Rena Subotnik received the 2013 Lifetime Achievement Award from the Mensa Foundation for her extensive contributions to the needs of high-performing children and adolescents. The award was presented by Foundation President Dave Remine on Sept. 30 at the Education Leadership Conference in Washington, D.C.
"Rena Subotnik is very deserving of this award," her nomination letter states. "Since her childhood as a high IQ student at Hunter College Elementary School in the 1950s to her Ph.D. studying gifted women, to her seminal longitudinal studies of intelligent people, to her groundbreaking work on eminence and its predictive characteristics, she is well-deserving of this honor. Her work has broken ground and will stand the test of time."
Dr. Subotnik created and developed the Esther Katz Rosen Center for Gifted Education Policy at the American Psychological Foundation. The mission of the center is to address the needs of gifted children through policy development, model building and service to psychologists and parents.
She has served as an advisor to High Ability Studies and Roeper Review, coeditor of the Journal of Secondary Gifted Education, columnist in the Journal for the Education of the Gifted and reviewer for the major journals in the field. She was coeditor of the second edition of the International Handbook of Giftedness and Talent.
Dr. Subotnik provided leadership in the American Educational Research Association Special In terest Group on Research on the Gifted at two different points in its development, was chair of the Research and Evaluation Division of NAGC and served on the board of directors of the Association for Gifted and Talented Education for several terms.

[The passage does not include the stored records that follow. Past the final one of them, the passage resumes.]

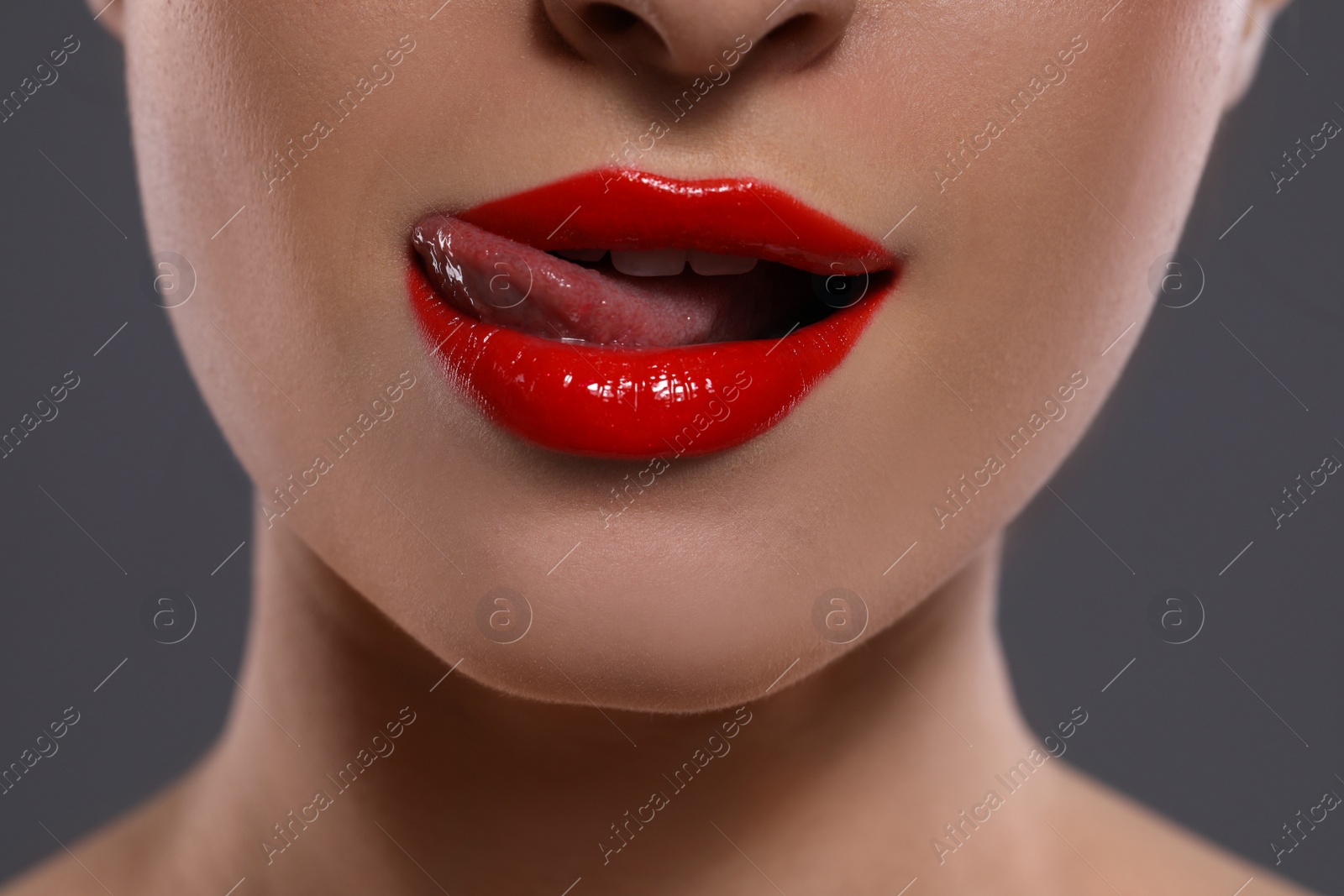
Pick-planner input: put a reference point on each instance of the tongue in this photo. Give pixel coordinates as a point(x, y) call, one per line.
point(508, 284)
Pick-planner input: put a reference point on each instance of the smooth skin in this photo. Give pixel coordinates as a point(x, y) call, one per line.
point(649, 631)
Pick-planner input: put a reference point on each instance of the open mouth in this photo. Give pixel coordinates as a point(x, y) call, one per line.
point(624, 315)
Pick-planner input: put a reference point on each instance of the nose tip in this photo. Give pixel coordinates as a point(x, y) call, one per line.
point(685, 36)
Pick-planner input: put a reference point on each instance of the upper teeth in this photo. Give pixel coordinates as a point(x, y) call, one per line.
point(664, 262)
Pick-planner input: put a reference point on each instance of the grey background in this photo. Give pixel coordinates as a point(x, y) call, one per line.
point(1171, 484)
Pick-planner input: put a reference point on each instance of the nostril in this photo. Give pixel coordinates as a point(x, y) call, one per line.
point(609, 19)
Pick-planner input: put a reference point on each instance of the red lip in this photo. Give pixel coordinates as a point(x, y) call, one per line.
point(617, 402)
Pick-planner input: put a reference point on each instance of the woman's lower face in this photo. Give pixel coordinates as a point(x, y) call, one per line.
point(833, 288)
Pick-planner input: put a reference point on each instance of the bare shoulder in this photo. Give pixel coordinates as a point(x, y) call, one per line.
point(1140, 851)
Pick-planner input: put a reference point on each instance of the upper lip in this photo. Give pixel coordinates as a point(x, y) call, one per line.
point(635, 210)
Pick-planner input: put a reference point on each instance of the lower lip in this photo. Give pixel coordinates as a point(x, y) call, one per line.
point(633, 402)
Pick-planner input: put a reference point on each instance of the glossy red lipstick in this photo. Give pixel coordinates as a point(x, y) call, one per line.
point(591, 362)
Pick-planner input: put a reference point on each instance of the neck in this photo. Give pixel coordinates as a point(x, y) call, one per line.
point(472, 792)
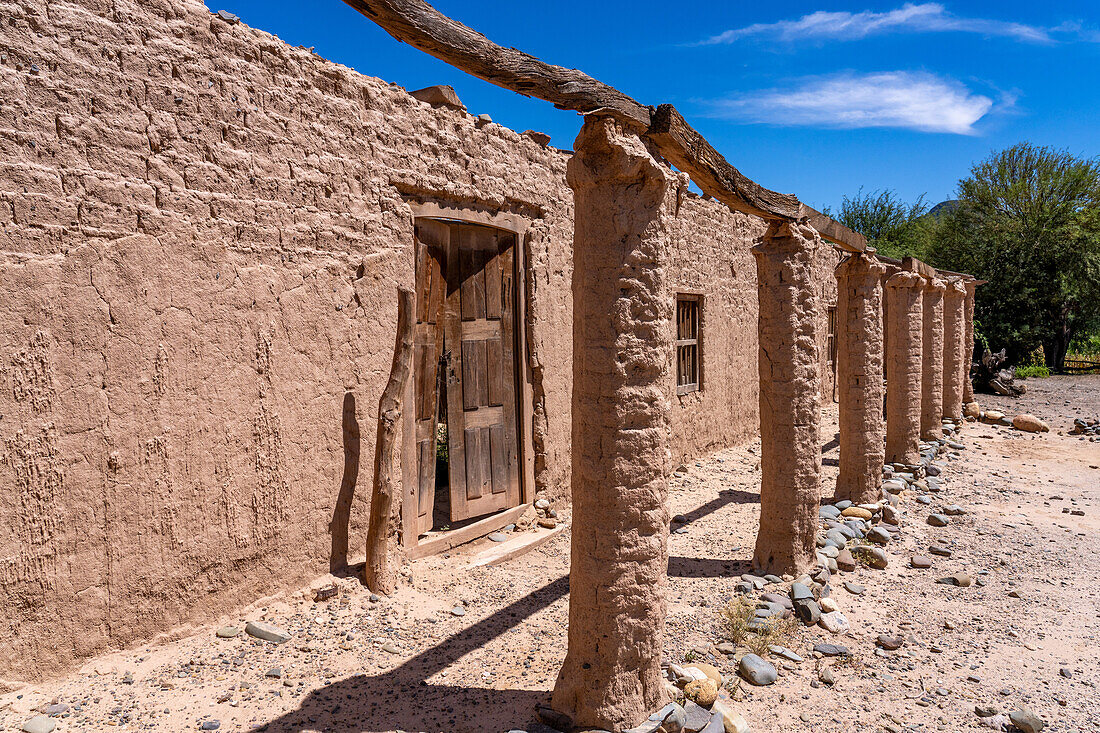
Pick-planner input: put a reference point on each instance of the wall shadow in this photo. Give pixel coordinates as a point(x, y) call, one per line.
point(402, 699)
point(341, 515)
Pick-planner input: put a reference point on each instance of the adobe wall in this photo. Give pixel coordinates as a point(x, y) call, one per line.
point(201, 232)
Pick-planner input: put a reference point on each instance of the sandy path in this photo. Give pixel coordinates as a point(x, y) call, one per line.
point(410, 664)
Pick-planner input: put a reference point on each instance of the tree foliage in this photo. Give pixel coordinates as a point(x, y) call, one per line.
point(891, 226)
point(1029, 222)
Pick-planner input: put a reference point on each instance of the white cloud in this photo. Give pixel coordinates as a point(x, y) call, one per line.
point(923, 18)
point(888, 99)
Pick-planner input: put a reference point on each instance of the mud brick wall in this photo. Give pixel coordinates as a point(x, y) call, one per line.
point(201, 233)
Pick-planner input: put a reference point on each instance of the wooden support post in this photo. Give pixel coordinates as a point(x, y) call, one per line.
point(377, 573)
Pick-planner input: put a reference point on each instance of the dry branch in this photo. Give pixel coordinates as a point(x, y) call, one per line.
point(377, 573)
point(422, 26)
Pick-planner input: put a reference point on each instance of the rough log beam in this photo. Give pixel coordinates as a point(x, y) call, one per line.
point(422, 26)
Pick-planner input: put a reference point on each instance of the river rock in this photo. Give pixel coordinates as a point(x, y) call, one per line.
point(267, 632)
point(834, 622)
point(1030, 424)
point(757, 670)
point(1026, 721)
point(39, 724)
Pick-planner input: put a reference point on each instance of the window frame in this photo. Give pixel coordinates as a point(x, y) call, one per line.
point(696, 298)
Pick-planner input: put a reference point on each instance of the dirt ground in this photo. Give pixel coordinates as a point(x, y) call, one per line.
point(474, 649)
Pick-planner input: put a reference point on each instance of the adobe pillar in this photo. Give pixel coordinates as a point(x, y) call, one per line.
point(932, 380)
point(954, 336)
point(623, 332)
point(904, 293)
point(790, 398)
point(971, 286)
point(859, 378)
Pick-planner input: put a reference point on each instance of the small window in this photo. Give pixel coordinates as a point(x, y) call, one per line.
point(688, 341)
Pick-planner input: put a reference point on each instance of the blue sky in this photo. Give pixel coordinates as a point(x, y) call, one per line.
point(815, 98)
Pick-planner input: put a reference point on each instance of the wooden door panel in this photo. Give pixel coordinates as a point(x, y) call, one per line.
point(482, 408)
point(431, 241)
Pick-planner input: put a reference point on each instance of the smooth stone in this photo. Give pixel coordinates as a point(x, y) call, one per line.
point(959, 579)
point(890, 643)
point(845, 560)
point(834, 622)
point(267, 632)
point(695, 717)
point(879, 536)
point(757, 670)
point(801, 592)
point(40, 724)
point(1026, 721)
point(877, 558)
point(807, 611)
point(857, 513)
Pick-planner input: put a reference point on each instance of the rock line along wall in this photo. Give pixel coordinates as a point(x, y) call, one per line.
point(201, 232)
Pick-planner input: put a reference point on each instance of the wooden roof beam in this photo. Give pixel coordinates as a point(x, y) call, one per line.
point(422, 26)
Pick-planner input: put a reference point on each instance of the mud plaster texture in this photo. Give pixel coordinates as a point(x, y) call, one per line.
point(790, 398)
point(971, 287)
point(622, 461)
point(201, 233)
point(955, 363)
point(859, 378)
point(905, 328)
point(932, 351)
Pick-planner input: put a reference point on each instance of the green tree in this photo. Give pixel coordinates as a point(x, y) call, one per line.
point(891, 226)
point(1029, 222)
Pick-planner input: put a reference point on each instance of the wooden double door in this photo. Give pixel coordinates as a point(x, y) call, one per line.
point(465, 349)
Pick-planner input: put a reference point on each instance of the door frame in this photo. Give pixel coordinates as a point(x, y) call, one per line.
point(525, 392)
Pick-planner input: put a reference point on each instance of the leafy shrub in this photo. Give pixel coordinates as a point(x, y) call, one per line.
point(1032, 370)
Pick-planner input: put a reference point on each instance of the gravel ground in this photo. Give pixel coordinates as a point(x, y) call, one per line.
point(474, 649)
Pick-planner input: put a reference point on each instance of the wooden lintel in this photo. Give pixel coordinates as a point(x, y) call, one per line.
point(422, 26)
point(833, 230)
point(689, 151)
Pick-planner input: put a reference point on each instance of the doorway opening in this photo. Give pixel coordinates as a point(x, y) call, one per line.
point(465, 372)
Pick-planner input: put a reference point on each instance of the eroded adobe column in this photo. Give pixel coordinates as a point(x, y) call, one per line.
point(859, 378)
point(905, 326)
point(954, 336)
point(620, 451)
point(932, 350)
point(790, 398)
point(971, 287)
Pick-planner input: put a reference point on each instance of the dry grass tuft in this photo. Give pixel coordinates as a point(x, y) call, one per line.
point(736, 620)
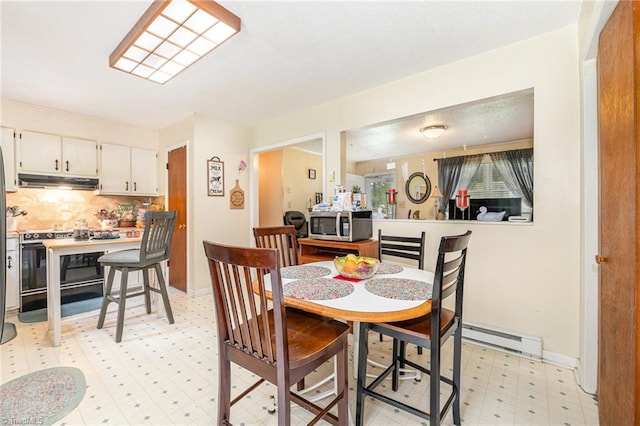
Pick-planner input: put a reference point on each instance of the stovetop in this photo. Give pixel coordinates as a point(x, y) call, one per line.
point(45, 234)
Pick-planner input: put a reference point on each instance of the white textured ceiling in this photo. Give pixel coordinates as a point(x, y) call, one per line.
point(288, 56)
point(503, 118)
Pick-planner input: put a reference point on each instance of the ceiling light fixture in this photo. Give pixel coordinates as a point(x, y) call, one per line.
point(433, 132)
point(171, 35)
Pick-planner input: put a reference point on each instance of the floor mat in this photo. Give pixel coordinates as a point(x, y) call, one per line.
point(42, 397)
point(68, 309)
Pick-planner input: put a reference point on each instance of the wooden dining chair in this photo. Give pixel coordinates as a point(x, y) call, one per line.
point(405, 248)
point(430, 331)
point(282, 238)
point(402, 247)
point(278, 344)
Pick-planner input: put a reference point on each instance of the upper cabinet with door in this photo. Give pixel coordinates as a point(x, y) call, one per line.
point(7, 142)
point(128, 171)
point(43, 153)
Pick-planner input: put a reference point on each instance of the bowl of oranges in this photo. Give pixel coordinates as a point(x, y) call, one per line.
point(357, 267)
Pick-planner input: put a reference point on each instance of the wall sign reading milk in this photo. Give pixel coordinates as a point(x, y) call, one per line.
point(215, 177)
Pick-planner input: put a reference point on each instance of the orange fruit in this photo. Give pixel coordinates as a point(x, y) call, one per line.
point(349, 266)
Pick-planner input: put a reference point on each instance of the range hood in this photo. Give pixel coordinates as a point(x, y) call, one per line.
point(44, 181)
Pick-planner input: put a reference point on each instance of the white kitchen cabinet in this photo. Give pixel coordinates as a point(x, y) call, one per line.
point(128, 171)
point(79, 157)
point(12, 291)
point(43, 153)
point(144, 171)
point(7, 141)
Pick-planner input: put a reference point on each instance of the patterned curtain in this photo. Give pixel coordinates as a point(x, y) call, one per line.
point(516, 169)
point(454, 173)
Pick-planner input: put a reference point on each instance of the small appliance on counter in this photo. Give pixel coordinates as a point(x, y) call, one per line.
point(346, 225)
point(81, 230)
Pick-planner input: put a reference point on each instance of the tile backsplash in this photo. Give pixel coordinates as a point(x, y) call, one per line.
point(49, 207)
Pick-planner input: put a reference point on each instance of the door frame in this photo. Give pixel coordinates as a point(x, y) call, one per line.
point(254, 154)
point(165, 161)
point(587, 368)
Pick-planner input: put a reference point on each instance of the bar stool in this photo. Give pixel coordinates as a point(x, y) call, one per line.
point(154, 249)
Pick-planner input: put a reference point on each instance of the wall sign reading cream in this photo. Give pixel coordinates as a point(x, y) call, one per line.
point(215, 177)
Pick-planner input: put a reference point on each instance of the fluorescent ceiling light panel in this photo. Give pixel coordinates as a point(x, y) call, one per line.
point(171, 35)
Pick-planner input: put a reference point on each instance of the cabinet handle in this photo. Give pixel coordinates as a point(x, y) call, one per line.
point(601, 259)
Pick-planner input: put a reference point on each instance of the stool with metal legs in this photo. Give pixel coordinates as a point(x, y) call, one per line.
point(154, 249)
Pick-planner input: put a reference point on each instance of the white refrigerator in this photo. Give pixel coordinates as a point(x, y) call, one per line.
point(7, 330)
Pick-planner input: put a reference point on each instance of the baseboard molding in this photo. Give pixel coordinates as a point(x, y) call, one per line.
point(521, 344)
point(200, 292)
point(560, 360)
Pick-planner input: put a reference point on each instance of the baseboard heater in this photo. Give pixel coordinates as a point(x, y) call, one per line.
point(528, 346)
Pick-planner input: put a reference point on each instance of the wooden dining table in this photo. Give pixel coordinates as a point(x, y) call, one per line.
point(396, 292)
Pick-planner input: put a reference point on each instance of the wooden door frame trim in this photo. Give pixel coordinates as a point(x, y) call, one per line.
point(165, 161)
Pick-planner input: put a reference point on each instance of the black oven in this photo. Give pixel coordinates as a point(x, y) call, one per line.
point(81, 276)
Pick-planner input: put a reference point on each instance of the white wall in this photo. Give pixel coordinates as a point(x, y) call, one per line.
point(23, 116)
point(524, 278)
point(210, 217)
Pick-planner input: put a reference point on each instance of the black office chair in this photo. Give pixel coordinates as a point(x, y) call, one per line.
point(154, 249)
point(297, 219)
point(430, 331)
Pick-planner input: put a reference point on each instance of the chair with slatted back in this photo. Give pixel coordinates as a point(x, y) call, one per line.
point(405, 248)
point(430, 331)
point(154, 249)
point(402, 247)
point(278, 344)
point(282, 238)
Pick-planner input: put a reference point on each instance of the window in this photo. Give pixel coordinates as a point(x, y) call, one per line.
point(488, 182)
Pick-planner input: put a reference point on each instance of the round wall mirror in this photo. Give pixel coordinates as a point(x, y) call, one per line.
point(418, 188)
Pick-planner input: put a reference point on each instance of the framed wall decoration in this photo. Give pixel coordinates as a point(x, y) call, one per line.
point(215, 177)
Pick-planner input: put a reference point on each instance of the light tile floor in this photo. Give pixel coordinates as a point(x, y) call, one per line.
point(165, 374)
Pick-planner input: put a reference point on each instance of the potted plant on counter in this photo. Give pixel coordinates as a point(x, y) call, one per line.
point(107, 219)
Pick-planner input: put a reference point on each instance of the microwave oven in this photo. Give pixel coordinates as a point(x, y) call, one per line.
point(341, 225)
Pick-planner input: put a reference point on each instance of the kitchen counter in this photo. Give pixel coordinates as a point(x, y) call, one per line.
point(61, 247)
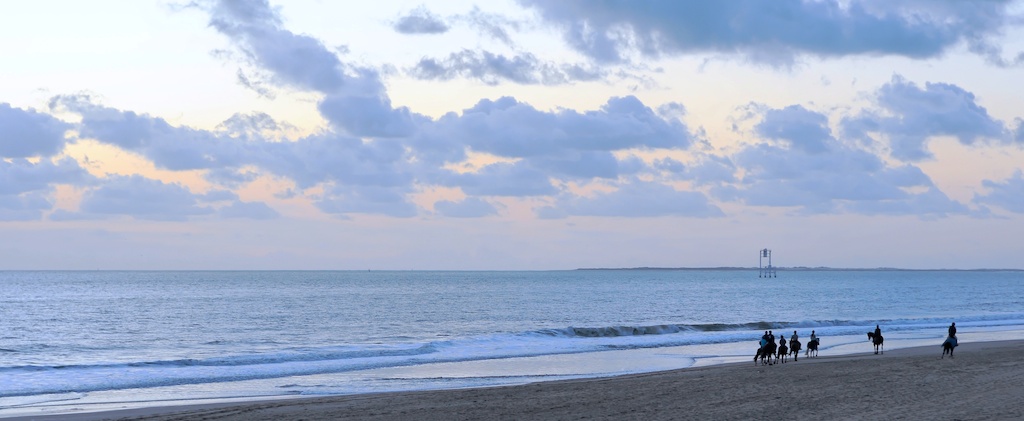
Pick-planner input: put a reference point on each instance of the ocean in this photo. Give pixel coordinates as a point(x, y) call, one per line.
point(73, 341)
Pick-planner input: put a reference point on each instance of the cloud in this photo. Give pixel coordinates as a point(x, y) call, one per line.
point(508, 128)
point(1008, 194)
point(20, 175)
point(637, 199)
point(491, 25)
point(355, 99)
point(343, 200)
point(840, 178)
point(29, 206)
point(468, 208)
point(773, 32)
point(910, 116)
point(801, 128)
point(518, 179)
point(420, 20)
point(168, 146)
point(493, 69)
point(142, 198)
point(251, 210)
point(26, 133)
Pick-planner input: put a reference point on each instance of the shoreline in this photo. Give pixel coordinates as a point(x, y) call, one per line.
point(981, 382)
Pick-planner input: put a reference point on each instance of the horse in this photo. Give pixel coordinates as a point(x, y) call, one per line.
point(812, 346)
point(948, 345)
point(765, 353)
point(877, 340)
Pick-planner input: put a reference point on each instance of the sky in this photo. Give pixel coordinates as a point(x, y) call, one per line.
point(511, 134)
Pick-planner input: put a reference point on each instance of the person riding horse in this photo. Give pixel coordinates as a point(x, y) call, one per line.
point(877, 338)
point(950, 342)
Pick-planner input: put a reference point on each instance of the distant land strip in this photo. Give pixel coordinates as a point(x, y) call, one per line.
point(795, 268)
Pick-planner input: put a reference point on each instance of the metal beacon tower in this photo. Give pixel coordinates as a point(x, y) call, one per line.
point(765, 270)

The 2002 recipient of the National Association for Gifted Children Distinguished Scholar award, Dr. Subotnik began her position as director of the Center for Psychology in the Schools and Education at APA in 2002. From 1986 through 2001, she was professor at Hunter College, where she coordinated the secondary education program and served as research and curriculum liaison to the Hunter College laboratory schools for gifted children (grades PK-12). From 1977-1984, she was a gifted education specialist in the Seattle public schools.